Power sector engineers and workers fear job losses and a decline in the quality of public service. The amendment allows multiple distribution licensees to operate within the same area using their own or shared distribution systems. This fundamentally alters the distribution landscape by enabling private companies to use public infrastructure without bearing development costs. The fact is that this is backdoor privatisation initiated at the behest of private distributors.

The bill provides a provision that enables private companies to cherry-pick high-paying industrial and commercial consumers while public Discoms serve low-revenue rural and domestic consumers. Public utilities must maintain and upgrade the entire network infrastructure even as private licensees use it freely, socialising costs while privatising profit.
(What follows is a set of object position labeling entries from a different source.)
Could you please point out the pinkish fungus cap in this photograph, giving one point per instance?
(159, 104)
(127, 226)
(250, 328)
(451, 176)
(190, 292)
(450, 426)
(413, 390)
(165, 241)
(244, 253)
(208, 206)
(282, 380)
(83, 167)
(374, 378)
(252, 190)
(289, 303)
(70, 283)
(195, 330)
Cherry-picking incumbents will prioritise high-value urban consumers, while domestic and rural/agricultural consumers will suffer.

The amendment mandates the complete elimination of cross-subsidies within five years, especially for Railways, Metro Rail, and manufacturing industries. This requires cost-reflective tariffs across all consumer categories.
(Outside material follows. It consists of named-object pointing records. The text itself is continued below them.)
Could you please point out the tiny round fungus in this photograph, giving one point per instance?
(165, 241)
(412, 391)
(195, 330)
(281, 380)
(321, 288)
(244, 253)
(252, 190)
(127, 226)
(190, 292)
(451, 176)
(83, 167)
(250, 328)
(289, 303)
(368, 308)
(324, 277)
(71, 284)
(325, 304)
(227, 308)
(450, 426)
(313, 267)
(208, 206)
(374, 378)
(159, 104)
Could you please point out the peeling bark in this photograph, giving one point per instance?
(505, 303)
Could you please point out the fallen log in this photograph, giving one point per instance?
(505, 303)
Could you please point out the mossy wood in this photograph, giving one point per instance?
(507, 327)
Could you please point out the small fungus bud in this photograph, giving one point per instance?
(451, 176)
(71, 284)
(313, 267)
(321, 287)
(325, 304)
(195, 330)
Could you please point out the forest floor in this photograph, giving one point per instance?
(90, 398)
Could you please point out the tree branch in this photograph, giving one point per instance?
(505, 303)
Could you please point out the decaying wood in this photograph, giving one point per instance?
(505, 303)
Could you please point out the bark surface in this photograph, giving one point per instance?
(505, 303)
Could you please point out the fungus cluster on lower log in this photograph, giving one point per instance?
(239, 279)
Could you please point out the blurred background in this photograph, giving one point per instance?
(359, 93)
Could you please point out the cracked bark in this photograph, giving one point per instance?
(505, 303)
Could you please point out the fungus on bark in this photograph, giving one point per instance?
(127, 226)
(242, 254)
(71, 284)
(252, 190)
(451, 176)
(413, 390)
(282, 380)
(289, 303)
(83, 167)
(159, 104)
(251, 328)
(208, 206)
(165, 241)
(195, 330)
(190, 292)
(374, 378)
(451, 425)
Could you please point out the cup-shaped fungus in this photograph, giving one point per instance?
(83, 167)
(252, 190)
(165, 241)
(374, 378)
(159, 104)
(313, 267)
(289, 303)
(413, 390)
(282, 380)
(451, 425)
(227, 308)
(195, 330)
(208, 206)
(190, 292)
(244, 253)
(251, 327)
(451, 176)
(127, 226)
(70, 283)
Cross-subsidies are not inefficiencies but they are a social necessity in a country where millions depend on affordable electricity for domestic, agricultural, and livelihood needs. This is a right earned through long struggle. The removal will increase the power supply cost.

It may be mentioned that 30 per cent revenue for Discoms comes from high-end consumers. SC/ST and domestic consumers provide 30 per cent of revenue.

Fixed cost burdens, including capacity charges and asset maintenance, are not fully recovered through fixed charges. A portion of energy charges covers fixed costs, which licensees must pay even if sales are reduced. The proposal will cripple the financial stability of state utilities.

Under the Constitution, electricity is a concurrent subject. The Electricity Act 2003 correctly applied the spirit of federalism. The Centre sets policy and standards, while states manage distribution and State Electricity Regulatory Commissions (SERCs) function as independent regulators.

Farmer leaders allege that the Centre was pushing the bill without consulting the states, claiming it would lead to large-scale privatisation of electricity distribution, higher consumer bills and weakened state control over power regulation.

They criticise the state government for remaining silent, calling it an indirect endorsement of the Centre’s policy despite its impact on farmers and domestic consumers.

Unions argue the bill paves the way for large-scale privatisation, shifting focus from public service to profit.  Removing cross-subsidies means farmers and the poor will bear higher costs, making electricity unaffordable.

(Yogindra Mohan is a veteran Journalist. Views expressed are personal.)